Bisnis.com, JAKARTA — Kementerian Keuangan (Kemenkeu) akan menghitung perbedaan jumlah nilai yang pemerintah bayarkan dan nilai yang harus ditanggung PT Perusahaan Listrik Negara (PLN) dan PT Pertamina yang ditetapkan sesuai rekomendasi Badan Pemeriksa Keuangan (BPK).
Hasil evaluasi BPK, pemerintah melakukan penambahan pagu anggaran subsidi listrik senilai Rp5,22 triliun tidak sesuai UU APBN Perubahan 2017 dan tidak berdasarkan pertimbangan yang memadai.
Menteri Keuangan Sri Mulyani Indrawati mengatakan bahwa soal subsidi listrik, solar dan premium, Kepala BPK memang meminta kementerian bersama-sama dengan DPR untuk menetapkan berasaran nilainya.
Dalam audit BPK, menurutnya, kalkulasi nilai subsidi harus ditetapkan bersama-sama dari sisi Undang Undang APBN.
Dalam Laporan Atas Kepatuhan Terhadap Peraturan Perundang-Undangan yang diterbitkan lembaga auditor keuangan negara tersebut, salah satunya merekomendasikan kepada Kemenkeu agar bersama dengan DPR mengatur mekanisme pertanggungjawaban atas penambahan anggaran pagu APBN subsidi di luar parameter yang ditetapkan.
“Status perbedaan antara jumlah yang kita bayarkan dengan apa yang mereka harus tanggung, terutama PLN dan Pertamina nanti ditetapkan sesuai rekomendasi BPK,” katanya, di Istana Kepresidenan Jakarta, Senin (4/6/2018).
Sebagai tindaklanjut audit BPK, Sri Mulyani mengaku sedang melakukan kalkulasi nilai subsidi dalam APBN-P 2018 dan selanjutnya akan dilaporkan ke DPR. Salah satu penyebab terjadinya perbedaan nilai subsidi adalah perubahan harga minyak dunia.
“Harga minyak dunia ini selalu bergerak, sementara kita menetapkan harga solar dan premium sama,” tambahnya.
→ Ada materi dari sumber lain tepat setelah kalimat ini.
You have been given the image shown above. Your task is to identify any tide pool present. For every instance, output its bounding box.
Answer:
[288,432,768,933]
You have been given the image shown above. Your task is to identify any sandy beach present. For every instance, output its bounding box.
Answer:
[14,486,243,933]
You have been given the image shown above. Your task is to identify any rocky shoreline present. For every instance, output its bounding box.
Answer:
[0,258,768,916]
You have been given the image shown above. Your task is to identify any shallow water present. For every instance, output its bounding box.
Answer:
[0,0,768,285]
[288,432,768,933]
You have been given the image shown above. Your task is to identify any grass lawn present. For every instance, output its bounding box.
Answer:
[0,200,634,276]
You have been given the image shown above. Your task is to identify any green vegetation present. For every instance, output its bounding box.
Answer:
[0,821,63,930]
Selain ketidaksesuaian anggaran subsidi listrik dengan APBN Perubahan 2017, lembaga auditor negara tersebut juga menemukan pengelolaan Penerimaan Negara Bukan Pajak (PNBP) di 35 kementerian tidak sesuai dengan ketentuan.
Dalam laporan hasil pemeriksaan (LHP) atas LKPP Tahun 2017 total pengeleloaan PNBP yang belum sesuai dengan ketentuan mencapai Rp1,25 triliun, termasuk dalam bentuk mata uang asing senilai US$13,1 juta, 2,2 juta Euro, dan 1,9 juta poundsterling.
Temuan yang dilakukan BPK tersebut sebenarnya memiliki korelasi dengan temuan tahun sebelumnya. Dalam laporan hasil pemeriksaan (LHP) LKPP tahun 2016, BPK mengungkapkan permasalahan mengenai pengelolaan PNBP dan dan piutang di kementerian atau lembaga.
Persoalan yang ditemukan mencakup pungutan yang melebihi tarif yang diatur peraturan pemerintah (PP) hingga mengenai pengelolaan piutang PNBP.
Oleh karena itu, dalam rekomendasi atas temuan di LKPP tahun 2016, BPK meminta Menteri Keuangan untuk meninjau ulang sistem dan kebijakan terkait permasalahan berukang dalam pengelolaan PNBP. Selain itu, lembaga auditor negara itu juga meminta para menteri dan pimpinan lembaga untuk meningkatkan pengendaloan dalam pengelolaan PNBP, termasuk piutang kementerian dan lembaga (K/L).
Sebagai bagian dari rekomendasi itu BPK juga menginstruksikan Ditjen Kekayaan Negara (DJKN) Kementerian Keuangan supaya mengoptimalkan berkoordinasi dengan lembaga lainnya untuk pengurusan piutang PNBP.
Hal yang terakhir terkait dengan pengendalian terkait PNBP yang bersumber dari pemanfaatan barang milik negara (BMN).